Parallella Community

by **Morgaine** » Thu Oct 10, 2013 1:13 am

Over in the "Single Board Computer" section of the Element14 community forum, we've been measuring the Ethernet throughput of as many ARM Linux boards as we can lay our hands on, and we've compiled a pretty interesting table of the results. We're using the single (and very well respected) measuring utility in all cases, in order to guarantee consistency. The table is maintained in the leading article of the thread , which also explains how to do the measurements.

When we get our own Parallella boards then of course we'll put them under test ourselves, but in the meantime, since many of you already have the board, perhaps a few of you would like to follow the instructions and give us an early set of measurements to add to the table?

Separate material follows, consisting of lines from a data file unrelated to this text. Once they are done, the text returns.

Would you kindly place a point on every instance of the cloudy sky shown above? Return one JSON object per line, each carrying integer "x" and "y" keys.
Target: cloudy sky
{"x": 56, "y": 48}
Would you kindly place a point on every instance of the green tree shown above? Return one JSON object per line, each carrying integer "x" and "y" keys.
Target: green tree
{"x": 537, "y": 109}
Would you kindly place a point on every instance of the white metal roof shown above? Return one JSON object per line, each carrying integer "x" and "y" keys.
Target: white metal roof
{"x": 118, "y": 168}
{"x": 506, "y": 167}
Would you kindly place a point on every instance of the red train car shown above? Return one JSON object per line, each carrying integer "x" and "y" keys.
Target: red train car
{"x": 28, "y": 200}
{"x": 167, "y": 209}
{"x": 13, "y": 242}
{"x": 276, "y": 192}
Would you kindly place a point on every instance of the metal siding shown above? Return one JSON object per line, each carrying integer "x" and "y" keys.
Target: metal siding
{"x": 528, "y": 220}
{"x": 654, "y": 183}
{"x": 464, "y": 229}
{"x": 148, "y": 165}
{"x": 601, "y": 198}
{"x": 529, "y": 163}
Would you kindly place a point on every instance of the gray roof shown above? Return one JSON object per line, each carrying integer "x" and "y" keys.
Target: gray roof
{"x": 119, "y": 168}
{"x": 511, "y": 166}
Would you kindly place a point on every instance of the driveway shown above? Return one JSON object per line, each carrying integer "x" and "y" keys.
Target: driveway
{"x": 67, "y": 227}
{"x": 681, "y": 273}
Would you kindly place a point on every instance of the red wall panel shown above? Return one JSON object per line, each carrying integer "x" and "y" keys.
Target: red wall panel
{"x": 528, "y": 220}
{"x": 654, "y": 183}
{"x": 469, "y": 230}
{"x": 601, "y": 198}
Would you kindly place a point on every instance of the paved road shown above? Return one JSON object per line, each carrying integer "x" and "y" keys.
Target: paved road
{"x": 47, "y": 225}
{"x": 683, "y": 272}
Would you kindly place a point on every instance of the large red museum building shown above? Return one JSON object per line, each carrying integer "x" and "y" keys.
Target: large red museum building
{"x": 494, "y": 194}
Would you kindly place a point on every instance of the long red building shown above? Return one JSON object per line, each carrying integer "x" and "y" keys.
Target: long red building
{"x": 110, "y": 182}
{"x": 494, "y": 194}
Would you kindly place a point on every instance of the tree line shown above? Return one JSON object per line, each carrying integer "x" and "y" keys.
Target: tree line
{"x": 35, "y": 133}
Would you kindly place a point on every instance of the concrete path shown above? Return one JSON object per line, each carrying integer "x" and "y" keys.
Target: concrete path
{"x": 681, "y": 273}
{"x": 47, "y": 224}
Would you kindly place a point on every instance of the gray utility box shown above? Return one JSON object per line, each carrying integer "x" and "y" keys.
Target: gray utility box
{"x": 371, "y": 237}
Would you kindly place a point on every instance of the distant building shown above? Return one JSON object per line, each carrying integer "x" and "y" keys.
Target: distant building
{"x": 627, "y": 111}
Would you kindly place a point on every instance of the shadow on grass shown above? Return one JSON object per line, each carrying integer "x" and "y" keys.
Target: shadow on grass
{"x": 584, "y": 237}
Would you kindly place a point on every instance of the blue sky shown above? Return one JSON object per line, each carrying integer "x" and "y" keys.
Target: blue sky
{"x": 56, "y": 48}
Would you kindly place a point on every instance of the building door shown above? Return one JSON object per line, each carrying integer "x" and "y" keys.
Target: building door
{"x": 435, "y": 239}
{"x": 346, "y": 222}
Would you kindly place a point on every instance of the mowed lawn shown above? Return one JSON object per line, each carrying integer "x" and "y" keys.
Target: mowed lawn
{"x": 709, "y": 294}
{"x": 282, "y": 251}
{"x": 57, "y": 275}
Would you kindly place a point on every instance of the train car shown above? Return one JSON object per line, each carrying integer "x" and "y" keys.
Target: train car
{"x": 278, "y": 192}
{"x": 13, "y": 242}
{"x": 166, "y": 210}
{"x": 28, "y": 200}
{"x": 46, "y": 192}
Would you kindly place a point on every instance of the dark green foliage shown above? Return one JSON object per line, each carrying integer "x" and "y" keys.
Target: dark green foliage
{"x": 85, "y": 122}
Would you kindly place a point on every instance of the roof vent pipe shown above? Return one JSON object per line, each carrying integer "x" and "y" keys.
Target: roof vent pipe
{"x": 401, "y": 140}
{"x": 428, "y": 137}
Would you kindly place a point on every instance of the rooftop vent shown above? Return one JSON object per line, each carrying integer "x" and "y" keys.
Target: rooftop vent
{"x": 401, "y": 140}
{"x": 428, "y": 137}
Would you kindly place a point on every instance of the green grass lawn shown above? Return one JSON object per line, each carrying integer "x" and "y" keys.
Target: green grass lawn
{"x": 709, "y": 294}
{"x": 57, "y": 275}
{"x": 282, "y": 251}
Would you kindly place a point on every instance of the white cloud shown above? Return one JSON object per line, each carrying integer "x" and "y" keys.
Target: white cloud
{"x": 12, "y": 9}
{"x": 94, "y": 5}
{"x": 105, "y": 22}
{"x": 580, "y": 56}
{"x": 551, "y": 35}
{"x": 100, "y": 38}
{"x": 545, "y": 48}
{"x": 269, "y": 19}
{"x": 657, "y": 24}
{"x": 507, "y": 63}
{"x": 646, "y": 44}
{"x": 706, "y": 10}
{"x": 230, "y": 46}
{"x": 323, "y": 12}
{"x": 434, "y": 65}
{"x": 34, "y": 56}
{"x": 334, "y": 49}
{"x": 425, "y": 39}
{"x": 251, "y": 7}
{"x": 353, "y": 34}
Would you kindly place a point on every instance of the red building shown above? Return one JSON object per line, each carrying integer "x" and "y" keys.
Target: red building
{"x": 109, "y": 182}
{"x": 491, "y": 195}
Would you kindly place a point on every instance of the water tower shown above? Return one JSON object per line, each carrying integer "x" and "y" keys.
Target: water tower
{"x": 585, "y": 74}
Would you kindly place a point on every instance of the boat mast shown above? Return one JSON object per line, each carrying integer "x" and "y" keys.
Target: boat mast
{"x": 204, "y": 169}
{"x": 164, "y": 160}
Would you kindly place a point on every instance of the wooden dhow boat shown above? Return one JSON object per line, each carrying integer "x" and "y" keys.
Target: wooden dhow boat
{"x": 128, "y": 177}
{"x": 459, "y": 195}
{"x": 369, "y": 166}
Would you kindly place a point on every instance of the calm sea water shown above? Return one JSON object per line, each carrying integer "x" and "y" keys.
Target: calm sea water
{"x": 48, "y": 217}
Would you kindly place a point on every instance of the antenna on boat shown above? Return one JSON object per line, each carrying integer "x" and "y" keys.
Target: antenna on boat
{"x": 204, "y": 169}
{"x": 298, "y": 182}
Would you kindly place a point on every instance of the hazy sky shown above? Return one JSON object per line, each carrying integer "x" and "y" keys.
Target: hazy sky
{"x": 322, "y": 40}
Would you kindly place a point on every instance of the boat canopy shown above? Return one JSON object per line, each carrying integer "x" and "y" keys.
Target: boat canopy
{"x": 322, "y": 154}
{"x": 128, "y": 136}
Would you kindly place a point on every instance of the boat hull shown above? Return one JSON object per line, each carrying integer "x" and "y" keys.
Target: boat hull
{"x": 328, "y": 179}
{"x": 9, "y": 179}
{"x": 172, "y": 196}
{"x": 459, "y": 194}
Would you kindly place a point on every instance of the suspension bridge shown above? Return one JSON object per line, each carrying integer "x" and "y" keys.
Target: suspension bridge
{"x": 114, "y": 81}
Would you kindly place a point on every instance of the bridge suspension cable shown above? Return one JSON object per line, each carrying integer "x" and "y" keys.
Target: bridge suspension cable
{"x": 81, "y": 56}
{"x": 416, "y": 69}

I'll gladly record in the table any results posted either here in this thread or on the Element14 forum.

A lot of applications use the common architectural pattern of feeding data to a machine through Ethernet, passing it to an on-board computation engine or accelerator for processing (CPUs, GPUs, FPGA, or in our case here, Epiphany), and then passing it back out over Ethernet again. To make the most of the available computational resources, it's important to know the I/O bottlenecks to avoid hitting them and to maximize the time spent computing, and to do that those bottlenecks have to be measured first. It's important generally, but especially so when a board like Parallella is designed as a strong computational engine

The maximum read and write throughputs to the host over Ethernet are only two of several limiting I/O parameters to be measured, and we'll have to quantify the others too in due course --- direct memory copy between host and Epiphany, DMA throughput and Epiphany inter-core throughput will very often be of interest too.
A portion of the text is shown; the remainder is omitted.